Estamos neste momento aqui: introdução alimentar e volta ao trabalho. Tudo ao mesmo tempo agora.

Como de costume nesta família, sem dramas. O pequeno parece que já nasceu comendo. Não preciso nem dar o peito depois das duas refeições que ele já faz -  o lanche da manhã e o almoço. As demais, segue no peito.

É claro, no entanto, que mesmo tendo sido tudo tranquilo nos últimos dias, na minha cabeça amanhã vai ser o caos. Uma hecatombe vai acontecer porque eu estarei afastada de casa por cerca de cinco horas e meu bebê não será capaz de sobreviver sem minha imprescindível, insubstituível, essencial presença. Como, por Odin, o pai, que carrega, troca fraldas, passeia, faz dormir, brinca, COMO ele vai cuidar do pequeno, seu próprio filho, que se acalma e ri só de ouvir sua voz, sem a minha - A MINHA - presença?

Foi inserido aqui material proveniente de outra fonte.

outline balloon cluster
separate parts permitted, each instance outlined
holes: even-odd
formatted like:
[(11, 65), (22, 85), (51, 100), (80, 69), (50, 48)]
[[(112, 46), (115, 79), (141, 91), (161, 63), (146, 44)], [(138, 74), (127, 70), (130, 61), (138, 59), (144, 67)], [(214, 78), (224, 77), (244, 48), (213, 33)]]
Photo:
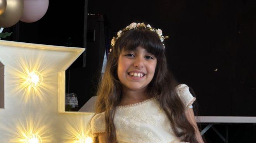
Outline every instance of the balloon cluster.
[(0, 27), (9, 27), (19, 20), (34, 22), (45, 15), (49, 0), (0, 0)]

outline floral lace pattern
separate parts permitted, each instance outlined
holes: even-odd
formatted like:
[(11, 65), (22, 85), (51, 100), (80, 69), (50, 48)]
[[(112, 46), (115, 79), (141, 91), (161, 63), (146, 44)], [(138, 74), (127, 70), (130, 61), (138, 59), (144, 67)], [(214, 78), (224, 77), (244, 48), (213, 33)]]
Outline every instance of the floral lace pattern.
[[(188, 87), (182, 84), (177, 87), (178, 94), (188, 108), (195, 99)], [(185, 91), (184, 91), (185, 90)], [(186, 91), (187, 90), (187, 91)], [(104, 113), (96, 115), (98, 121), (92, 126), (93, 132), (102, 131), (105, 123)], [(118, 106), (114, 119), (118, 143), (181, 143), (174, 134), (170, 121), (153, 98), (140, 103)], [(97, 126), (99, 126), (97, 130)], [(102, 132), (102, 131), (101, 131)]]

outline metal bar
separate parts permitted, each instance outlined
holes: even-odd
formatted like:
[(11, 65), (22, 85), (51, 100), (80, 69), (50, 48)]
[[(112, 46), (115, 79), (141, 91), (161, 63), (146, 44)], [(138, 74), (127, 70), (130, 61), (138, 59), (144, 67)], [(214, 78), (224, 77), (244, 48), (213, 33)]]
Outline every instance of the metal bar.
[(225, 138), (224, 138), (224, 137), (221, 135), (221, 134), (220, 133), (220, 132), (219, 132), (219, 131), (218, 131), (218, 130), (216, 130), (216, 129), (214, 126), (212, 126), (212, 127), (211, 127), (211, 128), (212, 128), (212, 129), (213, 129), (213, 131), (214, 131), (215, 132), (215, 133), (216, 133), (218, 135), (219, 135), (219, 136), (220, 136), (220, 138), (221, 138), (221, 139), (222, 139), (222, 140), (223, 140), (223, 141), (224, 141), (224, 142), (226, 142), (226, 139), (225, 139)]
[(209, 124), (208, 125), (207, 125), (207, 126), (205, 127), (205, 128), (204, 128), (202, 130), (202, 131), (201, 131), (201, 135), (202, 136), (204, 134), (205, 132), (208, 131), (208, 130), (209, 130), (209, 129), (212, 126), (213, 126), (213, 123)]

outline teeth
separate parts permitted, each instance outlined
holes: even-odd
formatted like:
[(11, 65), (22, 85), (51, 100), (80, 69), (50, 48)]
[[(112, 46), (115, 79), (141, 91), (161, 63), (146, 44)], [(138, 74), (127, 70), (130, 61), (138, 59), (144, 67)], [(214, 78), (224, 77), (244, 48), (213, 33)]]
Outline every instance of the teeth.
[(134, 76), (134, 77), (142, 77), (144, 76), (144, 74), (142, 74), (142, 73), (137, 73), (137, 72), (130, 72), (129, 74), (130, 74), (130, 76)]

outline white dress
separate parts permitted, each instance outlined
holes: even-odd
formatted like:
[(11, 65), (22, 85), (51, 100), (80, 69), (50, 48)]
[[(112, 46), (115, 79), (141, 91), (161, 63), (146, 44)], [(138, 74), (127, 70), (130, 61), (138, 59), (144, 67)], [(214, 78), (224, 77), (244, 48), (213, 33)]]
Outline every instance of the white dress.
[[(177, 86), (177, 93), (189, 108), (195, 98), (185, 84)], [(180, 143), (172, 130), (170, 123), (158, 101), (153, 98), (138, 103), (117, 107), (114, 119), (116, 137), (121, 143)], [(92, 120), (94, 136), (106, 131), (105, 112)]]

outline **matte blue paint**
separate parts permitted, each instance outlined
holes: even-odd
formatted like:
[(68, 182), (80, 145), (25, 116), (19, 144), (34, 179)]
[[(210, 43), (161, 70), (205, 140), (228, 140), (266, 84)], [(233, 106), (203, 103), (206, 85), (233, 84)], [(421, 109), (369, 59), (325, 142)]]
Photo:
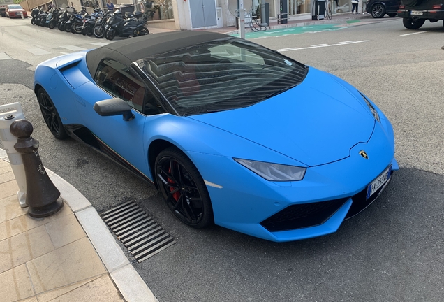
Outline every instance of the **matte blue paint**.
[[(399, 169), (387, 117), (374, 106), (376, 122), (355, 88), (314, 68), (299, 86), (248, 108), (190, 117), (134, 111), (135, 118), (126, 122), (93, 110), (97, 101), (112, 96), (94, 82), (81, 59), (86, 53), (48, 60), (36, 71), (35, 84), (47, 90), (62, 122), (84, 124), (151, 180), (150, 145), (163, 140), (176, 145), (204, 180), (221, 187), (207, 186), (215, 222), (222, 226), (274, 241), (330, 233), (352, 199), (319, 226), (269, 232), (260, 222), (290, 205), (353, 196), (390, 164)], [(63, 74), (57, 69), (75, 60)], [(362, 150), (368, 159), (359, 154)], [(234, 157), (304, 166), (306, 173), (301, 181), (269, 182)]]

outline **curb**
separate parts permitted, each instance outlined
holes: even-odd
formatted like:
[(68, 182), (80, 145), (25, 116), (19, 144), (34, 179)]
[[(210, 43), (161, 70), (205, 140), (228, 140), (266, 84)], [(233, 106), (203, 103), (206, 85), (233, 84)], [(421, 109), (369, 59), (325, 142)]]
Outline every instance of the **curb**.
[(125, 256), (91, 203), (69, 182), (45, 168), (96, 249), (116, 287), (128, 302), (158, 302)]

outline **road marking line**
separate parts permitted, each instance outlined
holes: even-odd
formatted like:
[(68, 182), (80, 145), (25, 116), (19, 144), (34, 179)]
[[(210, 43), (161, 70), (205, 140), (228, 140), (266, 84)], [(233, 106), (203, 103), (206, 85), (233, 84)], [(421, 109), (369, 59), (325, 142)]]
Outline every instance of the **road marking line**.
[(399, 35), (399, 36), (410, 36), (410, 35), (413, 35), (413, 34), (422, 34), (422, 33), (424, 33), (424, 32), (429, 32), (429, 31), (417, 31), (417, 32), (415, 32), (415, 33), (410, 33), (410, 34), (403, 34), (403, 35)]
[(290, 50), (299, 50), (303, 49), (318, 48), (328, 47), (328, 46), (339, 46), (339, 45), (343, 45), (346, 44), (355, 44), (355, 43), (362, 43), (362, 42), (369, 42), (369, 40), (363, 40), (360, 41), (342, 42), (338, 44), (324, 44), (324, 45), (320, 45), (309, 46), (306, 48), (283, 48), (283, 49), (278, 50), (278, 51), (280, 52), (282, 52), (290, 51)]
[(27, 50), (34, 55), (49, 55), (51, 53), (41, 48), (28, 48)]
[(65, 46), (60, 46), (62, 48), (66, 48), (67, 50), (73, 50), (73, 51), (79, 51), (79, 50), (86, 50), (86, 48), (80, 48), (78, 46), (74, 46), (74, 45), (65, 45)]
[(11, 59), (6, 52), (0, 52), (0, 60), (1, 59)]
[(108, 45), (110, 43), (105, 43), (103, 42), (96, 42), (96, 43), (89, 43), (89, 44), (95, 45), (97, 45), (97, 46), (105, 46), (105, 45)]

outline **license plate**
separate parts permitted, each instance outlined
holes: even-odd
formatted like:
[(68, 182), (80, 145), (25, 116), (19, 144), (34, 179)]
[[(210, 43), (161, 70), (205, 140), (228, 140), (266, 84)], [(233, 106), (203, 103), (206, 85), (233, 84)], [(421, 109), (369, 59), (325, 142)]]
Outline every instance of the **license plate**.
[(392, 166), (386, 168), (384, 172), (380, 173), (376, 180), (374, 180), (369, 186), (367, 187), (367, 199), (369, 199), (371, 195), (373, 195), (378, 189), (381, 187), (389, 179), (390, 176), (390, 173), (392, 172)]

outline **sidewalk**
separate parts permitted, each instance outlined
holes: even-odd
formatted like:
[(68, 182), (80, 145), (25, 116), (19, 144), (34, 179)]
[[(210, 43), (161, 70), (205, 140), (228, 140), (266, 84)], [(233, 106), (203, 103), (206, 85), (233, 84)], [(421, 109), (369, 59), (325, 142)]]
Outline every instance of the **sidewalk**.
[(0, 300), (156, 302), (89, 201), (47, 172), (64, 206), (30, 217), (0, 149)]
[[(353, 23), (353, 22), (359, 22), (360, 20), (362, 19), (369, 19), (373, 21), (382, 21), (384, 18), (382, 19), (374, 19), (371, 17), (370, 14), (355, 14), (352, 15), (351, 13), (334, 13), (332, 16), (332, 19), (324, 18), (323, 20), (312, 20), (311, 15), (310, 13), (304, 13), (300, 15), (290, 15), (288, 17), (288, 20), (287, 20), (287, 24), (278, 24), (277, 19), (270, 19), (269, 20), (269, 26), (267, 27), (267, 30), (273, 30), (273, 29), (285, 29), (285, 28), (290, 28), (290, 27), (296, 27), (300, 26), (310, 26), (310, 25), (316, 25), (320, 24), (326, 24), (326, 23), (337, 23), (337, 22), (347, 22), (347, 23)], [(258, 28), (258, 27), (256, 27)], [(215, 29), (203, 29), (209, 31), (214, 31), (219, 32), (221, 34), (239, 34), (239, 31), (236, 29), (236, 27), (221, 27), (221, 28), (215, 28)], [(149, 31), (151, 32), (151, 29), (149, 29)], [(246, 24), (245, 26), (245, 31), (251, 32), (253, 31), (252, 29), (249, 27)], [(156, 32), (153, 31), (154, 34)]]

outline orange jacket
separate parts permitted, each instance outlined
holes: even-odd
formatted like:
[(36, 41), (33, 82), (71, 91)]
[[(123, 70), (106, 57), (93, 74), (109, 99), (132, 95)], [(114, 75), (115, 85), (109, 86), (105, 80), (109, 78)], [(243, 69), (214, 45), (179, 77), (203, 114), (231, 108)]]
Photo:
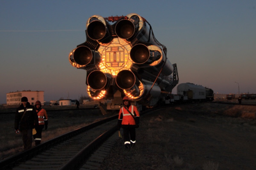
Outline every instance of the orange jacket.
[[(135, 106), (131, 105), (129, 107), (128, 110), (132, 114), (135, 119), (140, 117), (140, 113), (138, 111), (137, 107)], [(134, 119), (128, 111), (125, 109), (124, 107), (122, 107), (120, 109), (119, 111), (118, 120), (122, 121), (122, 125), (135, 125), (136, 124)]]
[(48, 116), (46, 113), (46, 111), (44, 109), (42, 109), (39, 111), (36, 110), (38, 116), (38, 120), (39, 125), (44, 124), (44, 121), (48, 120)]

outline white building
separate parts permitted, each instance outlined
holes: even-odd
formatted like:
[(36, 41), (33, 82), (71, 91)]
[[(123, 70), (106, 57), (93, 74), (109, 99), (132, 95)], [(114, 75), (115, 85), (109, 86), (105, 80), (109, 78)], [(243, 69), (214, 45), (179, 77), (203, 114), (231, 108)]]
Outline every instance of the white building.
[(71, 106), (71, 99), (60, 100), (59, 102), (60, 106)]
[(30, 104), (34, 105), (37, 100), (44, 104), (44, 91), (22, 91), (7, 93), (6, 94), (6, 101), (7, 105), (20, 105), (21, 98), (26, 97)]

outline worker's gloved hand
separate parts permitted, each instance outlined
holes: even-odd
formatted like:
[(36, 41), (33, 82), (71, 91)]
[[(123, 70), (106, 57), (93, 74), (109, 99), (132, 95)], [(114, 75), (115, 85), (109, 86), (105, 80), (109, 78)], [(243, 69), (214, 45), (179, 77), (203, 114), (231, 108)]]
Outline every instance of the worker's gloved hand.
[(35, 129), (37, 132), (39, 131), (39, 125), (36, 125), (35, 126)]
[(48, 121), (47, 120), (44, 120), (44, 126), (45, 127), (45, 130), (47, 130), (47, 128), (48, 128)]
[(123, 120), (118, 119), (118, 121), (117, 121), (117, 126), (118, 127), (118, 129), (119, 130), (121, 128), (121, 126), (122, 125), (122, 121)]
[(18, 129), (15, 129), (15, 132), (17, 134), (19, 134), (19, 133), (20, 133), (20, 130), (19, 130)]

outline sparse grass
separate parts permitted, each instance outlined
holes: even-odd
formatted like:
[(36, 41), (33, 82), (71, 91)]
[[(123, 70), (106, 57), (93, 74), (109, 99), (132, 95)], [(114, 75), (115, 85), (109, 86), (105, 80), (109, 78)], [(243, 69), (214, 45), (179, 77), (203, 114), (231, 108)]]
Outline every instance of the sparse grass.
[(203, 166), (204, 170), (217, 170), (219, 168), (219, 163), (214, 163), (212, 161), (204, 164)]
[[(227, 113), (230, 114), (234, 110), (245, 109), (250, 112), (256, 112), (256, 110), (253, 111), (256, 107), (246, 108), (237, 106), (237, 108), (232, 109), (234, 106), (208, 103), (196, 104), (195, 106), (171, 108), (169, 111), (160, 111), (159, 114), (143, 117), (141, 120), (140, 127), (136, 130), (135, 147), (129, 151), (126, 151), (124, 148), (123, 139), (120, 139), (100, 169), (115, 169), (116, 167), (118, 167), (118, 169), (127, 170), (218, 169), (219, 162), (212, 161), (205, 156), (200, 155), (204, 152), (204, 147), (209, 152), (209, 150), (214, 149), (211, 148), (212, 146), (193, 146), (184, 144), (193, 141), (185, 139), (189, 137), (183, 134), (183, 129), (186, 128), (188, 130), (186, 130), (188, 131), (191, 129), (191, 133), (199, 133), (200, 132), (195, 131), (193, 128), (199, 123), (198, 119), (201, 119), (200, 122), (204, 122), (204, 119), (211, 122), (213, 119), (215, 120), (216, 117), (218, 119), (215, 121), (217, 121), (218, 124), (221, 125), (227, 121), (228, 126), (229, 124), (236, 126), (237, 118), (227, 119), (228, 116), (230, 116), (227, 115)], [(239, 122), (242, 121), (246, 123), (245, 128), (255, 130), (255, 120), (238, 119)], [(218, 120), (219, 122), (218, 122)], [(239, 128), (241, 128), (244, 126), (238, 126)], [(169, 130), (172, 129), (174, 130)], [(204, 143), (203, 141), (202, 143)], [(194, 147), (198, 147), (201, 150), (193, 149)], [(189, 147), (192, 148), (191, 151)], [(191, 152), (192, 151), (194, 152)], [(211, 156), (214, 156), (210, 152)], [(194, 158), (194, 156), (200, 159)]]
[[(99, 110), (90, 112), (79, 109), (49, 112), (48, 129), (43, 129), (42, 142), (111, 115), (103, 115)], [(0, 121), (1, 127), (5, 127), (0, 131), (1, 160), (22, 151), (23, 146), (21, 133), (16, 134), (14, 131), (14, 115), (7, 118), (1, 117)], [(32, 147), (34, 146), (33, 142)]]
[[(202, 160), (189, 161), (193, 159), (191, 157), (193, 155), (197, 153), (189, 152), (190, 148), (182, 146), (185, 142), (184, 141), (185, 140), (183, 139), (188, 137), (183, 133), (183, 128), (191, 129), (190, 133), (196, 134), (200, 132), (192, 130), (193, 127), (199, 123), (198, 119), (210, 122), (217, 115), (221, 115), (218, 117), (217, 121), (219, 121), (220, 126), (225, 123), (230, 126), (244, 128), (247, 130), (255, 132), (256, 121), (252, 118), (243, 118), (242, 115), (244, 113), (255, 114), (256, 107), (209, 103), (196, 104), (195, 107), (188, 106), (176, 107), (170, 108), (170, 110), (165, 112), (159, 111), (158, 114), (148, 115), (141, 119), (140, 127), (136, 129), (137, 142), (135, 147), (129, 151), (126, 150), (123, 147), (123, 139), (120, 139), (116, 147), (111, 151), (100, 169), (115, 169), (113, 168), (115, 167), (118, 167), (118, 169), (130, 170), (217, 170), (219, 168), (219, 162), (212, 161), (211, 159), (203, 155)], [(43, 142), (84, 126), (90, 123), (89, 120), (92, 121), (92, 118), (96, 119), (104, 117), (100, 114), (96, 114), (95, 116), (92, 114), (84, 116), (80, 114), (77, 115), (78, 114), (72, 113), (68, 113), (66, 115), (62, 113), (63, 113), (49, 115), (49, 129), (43, 132)], [(179, 116), (174, 118), (174, 115)], [(195, 115), (197, 116), (194, 116)], [(230, 116), (233, 118), (227, 118)], [(238, 124), (237, 123), (238, 121)], [(63, 122), (67, 123), (63, 123)], [(4, 123), (7, 123), (4, 124), (4, 126), (7, 129), (9, 128), (10, 131), (5, 132), (4, 135), (0, 134), (0, 137), (9, 136), (8, 140), (13, 142), (12, 144), (12, 142), (6, 144), (4, 147), (7, 148), (7, 145), (12, 146), (4, 152), (2, 152), (3, 148), (0, 146), (1, 158), (4, 157), (3, 153), (10, 155), (15, 152), (18, 152), (22, 150), (21, 137), (17, 137), (15, 134), (12, 128), (13, 120), (11, 120), (10, 122), (8, 123), (10, 123), (9, 125), (7, 122)], [(4, 140), (3, 138), (0, 139), (2, 141)], [(177, 140), (174, 140), (174, 138)], [(180, 138), (180, 140), (178, 140)], [(188, 139), (186, 141), (193, 142)], [(175, 147), (174, 147), (174, 145)], [(131, 162), (132, 163), (131, 164)], [(140, 167), (139, 169), (138, 167)]]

Mãe não é tudo igual. Mas mãe é tudo igual. Os noventa dias que minha mãe tinha de licença maternidade eram pouco. Os 120 dias que a maioria das mães hoje têm são pouco. Os 180 dias que privilegiadas como eu têm são pouco. Ainda que trabalhando 20 horas semanais. É muito tempo para ficar em casa, longe das atividades profissionais que amo. Mas é pouco para ficar com meu filho.

Não vejo a hora de voltar ao trabalho. Não vejo a hora de voltar pra casa.